Sunday, April 03, 2005

IL Instructions

This blog is becoming an Unmanaged Metadata API tutorial (which is not bad at all), so let's continue...

This time I'll write about IL instructions, as in the previous post I have explained already how to get a method's IL code. The byte array we read from the assembly actually contained IL instructions and their parameters.
An instruction can be 1 or 2 bytes long. If it's 2 bytes long then the first byte is always 0xFE.
An instruction might be followed by a parameter which is usually a number (e.g.: ldc.i4, ldarg, brfalse) or a token (e.g.: ldstr, call). Of course, not all instruction has a parameter because some operate based on the values which are already on the stack (e.g.: add, div, clt), or just does nothing like nop. The switch instruction is a special case, as it can have more than 1 parameters.
Also, before an instruction a prefix might also appear (tail, unaligned or volatile).
The exact description of the instructions can be found in the Partition III CIL.doc.
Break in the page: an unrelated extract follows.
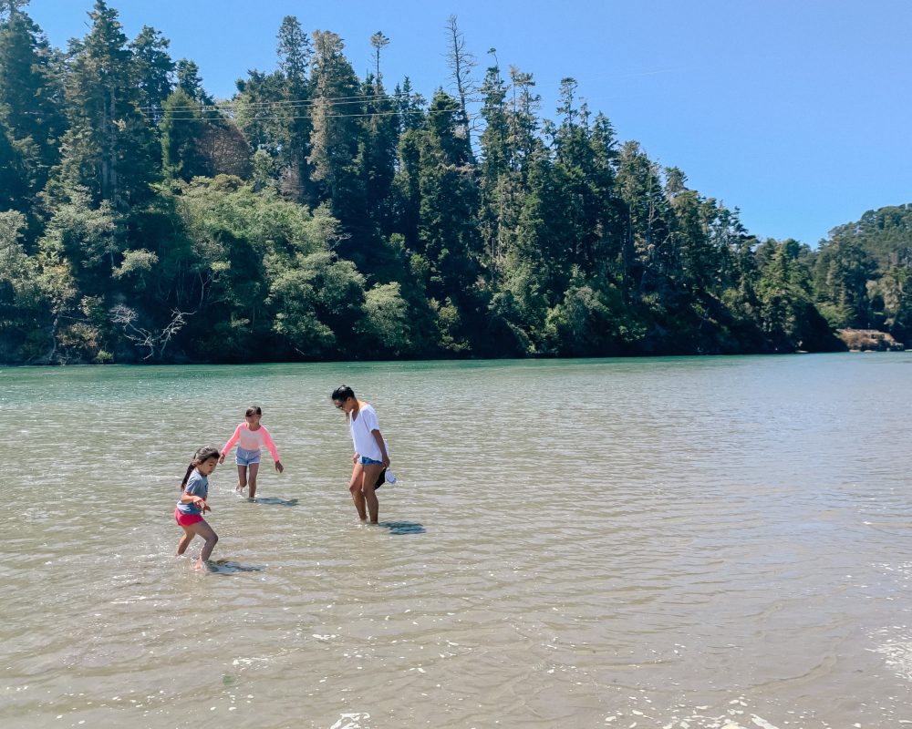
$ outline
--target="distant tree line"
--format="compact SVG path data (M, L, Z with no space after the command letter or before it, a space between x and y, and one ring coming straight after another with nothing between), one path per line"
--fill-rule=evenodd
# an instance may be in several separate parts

The easiest way to process the IL code is to group the instructions. The Partition V Annexes.doc mentions the following groups:
  • Instructions with no operand
  • Instructions that Refer to Parameters or Local Variables
  • Instructions that Take a Single 32-bit Integer Argument
  • Instructions that Take a Single 64-bit Integer Argument
  • Instructions that Take a Single Floating Point Argument
  • Branch instructions
  • Instructions that Take a Method as an Argument
  • Instructions that Take a Field of a Class as an Argument
  • Instructions that Take a Type as an Argument
  • Instructions that Take a String as an Argument
  • Instructions that Take a Signature as an Argument
  • Instructions that Take a Metadata Token as an Argument
  • Switch instruction
To make reading instructions even easier in DILE, I went further and also created groups based on the size/nature of the parameter:
  • Parameterless
  • Token parameter:
    • Field
    • Method
    • String
    • Type

  • Location parameter:
    • Sbyte
    • Int

  • Number parameter:
    • Byte
    • Ushort
    • Sbyte
    • Int
    • Long
    • Float
    • Double

  • Argument parameter:
    • Byte
    • Ushort

  • Variable parameter:
    • Byte
    • Ushort

  • Special parameters:
    • Switch
Fortunately, it's not necessary to make our own mapping between the byte value of the instructions and their name, since the Framework already contains all the instructions in the System.Reflection.Emit namespace in the OpCodes class. Every instruction is available as public static field of this class. Each field is an OpCode structure which contains both the name and the byte/short value (depending on the size) of the instruction.
It's easy to build a Dictionary (e.g.: Dictionary<short, OpCode>) which contains all the OpCodes as value and the byte/short value as the key. Such a Dictionary can be populated using Reflection (not the fastest but the easiest way ;-)). Just iterate over all the public static fields of the OpCodes class and fill the values in the Dictionary which can later be used for looking up the proper instruction.

That's it for now. :-)

P.S.: A little DILE status update: At last, I have finished decompiling of the methods' instructions. I'm using the ISymWrapper.dll which can be found in the Framework's directory as a test assembly which is quite complicated, I think. So far I haven't found difference between the IL code shown by ildasm and DILE. :-)
I hope soon I can also finish decompiling method/class/field etc. declarations and then I'll make a release. :-)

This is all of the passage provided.